Nutrition Help!!!, % DV?
I am completing an assignment for my nutrition class and I have figured out everything else on the sheet except for two things.
So we are given a nutrition fact list and they are listed in % DV and we have to turn them into the nutrient amount. My issues are with Vitamin A & D.
For Vitamin A, there is 10% and I can not seem to figure out how to get it into RE
For Vitamin D, there is 40% and we just need to change it into nutrient amount. For DV of vitamin D = 200 IU or 5 ug
If someone can help me out with how to do these please :)

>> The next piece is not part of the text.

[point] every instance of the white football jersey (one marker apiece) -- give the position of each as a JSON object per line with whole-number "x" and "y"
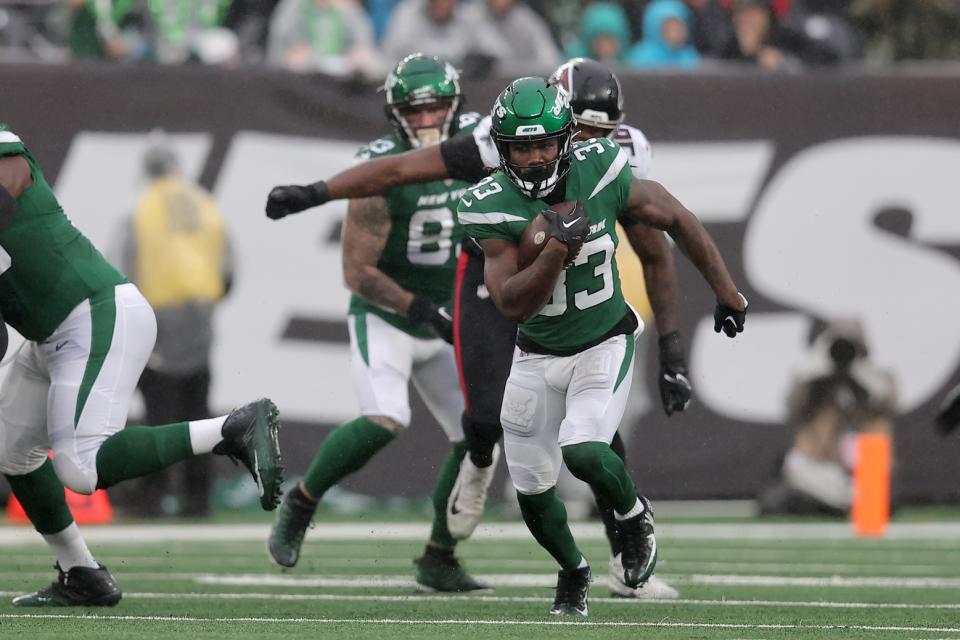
{"x": 631, "y": 139}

- science teacherLv 77 years agoFavorite Answer
The Percent Daily Value on the Nutrition Facts label is a guide to the nutrients in one serving of food. For example, if the label lists 15 percent for calcium, it means that one serving provides 15 percent of the calcium you need each day.International Units of Vitamin A
The vitamin-A content of a food is sometimes measured in International Units (IU) and at other times in "micrograms of retinol equivalents," or "micrograms RE." There is no direct comparison between an IU and a microgram RE, but you can get a crude estimate if you know whether the food is of animal or plant origin.

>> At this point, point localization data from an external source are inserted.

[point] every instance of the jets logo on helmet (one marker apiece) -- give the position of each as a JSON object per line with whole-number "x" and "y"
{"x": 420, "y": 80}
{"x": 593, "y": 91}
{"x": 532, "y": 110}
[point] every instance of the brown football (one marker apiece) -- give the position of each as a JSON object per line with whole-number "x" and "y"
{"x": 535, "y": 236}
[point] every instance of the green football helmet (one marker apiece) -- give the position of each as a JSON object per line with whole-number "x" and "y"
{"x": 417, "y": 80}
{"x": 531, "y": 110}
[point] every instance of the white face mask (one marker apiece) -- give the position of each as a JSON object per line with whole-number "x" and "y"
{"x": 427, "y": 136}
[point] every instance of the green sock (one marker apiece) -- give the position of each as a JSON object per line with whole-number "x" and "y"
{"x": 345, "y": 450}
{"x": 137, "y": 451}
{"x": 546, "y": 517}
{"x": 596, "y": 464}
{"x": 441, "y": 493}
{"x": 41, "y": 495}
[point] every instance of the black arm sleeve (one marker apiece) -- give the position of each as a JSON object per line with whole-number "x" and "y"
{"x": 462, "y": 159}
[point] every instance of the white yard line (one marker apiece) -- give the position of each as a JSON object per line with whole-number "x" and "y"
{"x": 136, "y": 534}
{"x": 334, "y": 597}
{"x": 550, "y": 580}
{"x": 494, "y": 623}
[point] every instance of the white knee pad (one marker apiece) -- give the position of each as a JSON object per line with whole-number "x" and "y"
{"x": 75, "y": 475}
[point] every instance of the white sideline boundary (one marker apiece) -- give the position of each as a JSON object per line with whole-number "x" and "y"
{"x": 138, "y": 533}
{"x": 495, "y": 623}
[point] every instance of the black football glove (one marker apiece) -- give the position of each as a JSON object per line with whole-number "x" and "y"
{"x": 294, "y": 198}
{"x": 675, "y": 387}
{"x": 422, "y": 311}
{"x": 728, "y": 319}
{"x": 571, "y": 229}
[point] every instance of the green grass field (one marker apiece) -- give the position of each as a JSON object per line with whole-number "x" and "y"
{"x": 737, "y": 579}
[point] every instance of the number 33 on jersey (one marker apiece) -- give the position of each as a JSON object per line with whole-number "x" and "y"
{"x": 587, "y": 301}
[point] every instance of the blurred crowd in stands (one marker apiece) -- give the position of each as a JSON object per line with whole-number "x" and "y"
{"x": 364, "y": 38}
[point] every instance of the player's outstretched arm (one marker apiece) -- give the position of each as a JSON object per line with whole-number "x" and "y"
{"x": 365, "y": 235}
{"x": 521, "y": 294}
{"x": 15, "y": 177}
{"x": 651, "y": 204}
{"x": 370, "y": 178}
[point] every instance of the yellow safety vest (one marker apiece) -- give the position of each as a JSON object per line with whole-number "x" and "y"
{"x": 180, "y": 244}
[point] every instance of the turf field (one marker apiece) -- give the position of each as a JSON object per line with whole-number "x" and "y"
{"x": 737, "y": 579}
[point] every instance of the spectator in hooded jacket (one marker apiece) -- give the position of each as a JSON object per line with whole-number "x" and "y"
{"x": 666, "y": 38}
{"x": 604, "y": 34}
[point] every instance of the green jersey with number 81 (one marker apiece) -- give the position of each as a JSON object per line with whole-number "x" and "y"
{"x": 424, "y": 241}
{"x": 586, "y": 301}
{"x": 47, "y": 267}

Reading a food label for vitamin D content can be simple:
1. Look for the Nutrition Facts Panel on the food label below.
2. Find the serving size:
For example: Serving size is 8 fluid ounces
3. Find the %DV for vitamin D (per serving).
For example: vitamin D is 25%
4. Multiply the vitamin D (%DV per serving) x 4 to find IU per serving:
For example: 25% x 4 =100 IU vitamin D in 8 ounces
· To convert IUs of vitamin A into micrograms RE: multiply the number of IUs by 0.1 if the food is of plant origin, by 0.2 if it's of animal origin. The result is the approximate number of micrograms RE in the food.
· To convert micrograms RE to IUs: multiply the micrograms RE by ten for a food of plant origin, by five for a food of animal origin. The result is the approximate number of IUs in the food.
In the case of vitamin A supplements, the conversion may be more precise. First, check the label to see which source of vitamin A the supplement contains. Then:
· If the source is retinol: multiply the number of IUs by 0.3 to get the number of micrograms RE, or multiply the number of micrograms RE by 3.3 to get the number of IUs.
· If the source is beta-carotene: multiply the number of IUs by 0.025 to get the number of micrograms RE, or multiply the number of micrograms RE by 39.6 to get the number of IUs.
(Some supplements may contain both sources. If the label specifies an amount for each, do the math for each and add the two together.)